Dobra, bez hejtu mi tu. Zdjęcie nie oddaje finalnego wyglądu gulaszu, ponieważ było robione na samym początku robienia potrawy. Po dwóch godzinach pieczenia zrobiło się zupełnie ciemno i nie miałam jak zrobić zdjęcia. Poza tym wszyscy byli tak głodni, że jak mieliby jeszcze czekać… no sami wiecie, gastro po 22 to nie przelewki. Nie wiem kiedy będę miała znowu okazję ugotować takie cudo, więc dodaję takie zdjęcie, może kiedyś będę miała okazję je zmienić.

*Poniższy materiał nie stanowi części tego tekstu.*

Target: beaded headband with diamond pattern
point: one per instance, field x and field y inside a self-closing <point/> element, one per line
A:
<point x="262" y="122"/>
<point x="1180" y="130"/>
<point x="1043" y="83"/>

Wielkie brawa dla Mony, która sama ogarnęła mięso (było z kością), tępym nożem. Obiecuję, że następnym razem zrobię to ja.
Składniki:
2 kg wołowiny (ja użyłam udźca)
3 łodygi selera naciowego
2 marchewki
2 korzenie pietruszki
2 cebule
4 ząbki czosnku
750 ml czerwonego wytrawnego wina
szklanka wody
duża garść suszonych grzybów
3 gałązki świeżego tymianku
3 liście laurowe
1 łyżka mielonej słodkiej papryki
1 łyżeczka cukru (lub więcej, do smaku)
pieprz
sól
olej rzepakowy
(przepis na około 8 dużych porcji)
Mięso kroimy w kostkę, dodajemy do niego paprykę, rozdrobniony czosnek i świeżo mielony pieprz, odstawiamy na minimum godzinę. Do rozgrzanego kociołka wlewamy olej, wrzucamy pokrojone w plasterki seler, marchewki, pietruszkę i pokrojone w kostkę cebule. Smażymy 3 minuty. Dorzucamy do tego zamarynowane mięso (polecam dodawać partiami, żeby nie zaczęło się gotować, w końcu ma się usmażyć), smażymy 5 minut na mocnym ogniu. Po tym czasie dolewamy wodę, wino, dodajemy liście laurowe, tymianek, cukier, grzyby, kociołek zamykamy i gotujemy na wolnym ogniu około dwóch godzin, do miękkości mięsa. Pamiętajcie o częstym mieszaniu mięsa. Pod koniec gotowania doprawiamy gulasz solą. W razie potrzeby można podczas pieczenia dolewać wody. Oczywiście na tej samej zasadzie zrobimy gulasz w domu. Piekarnik bierze się w obroty i już.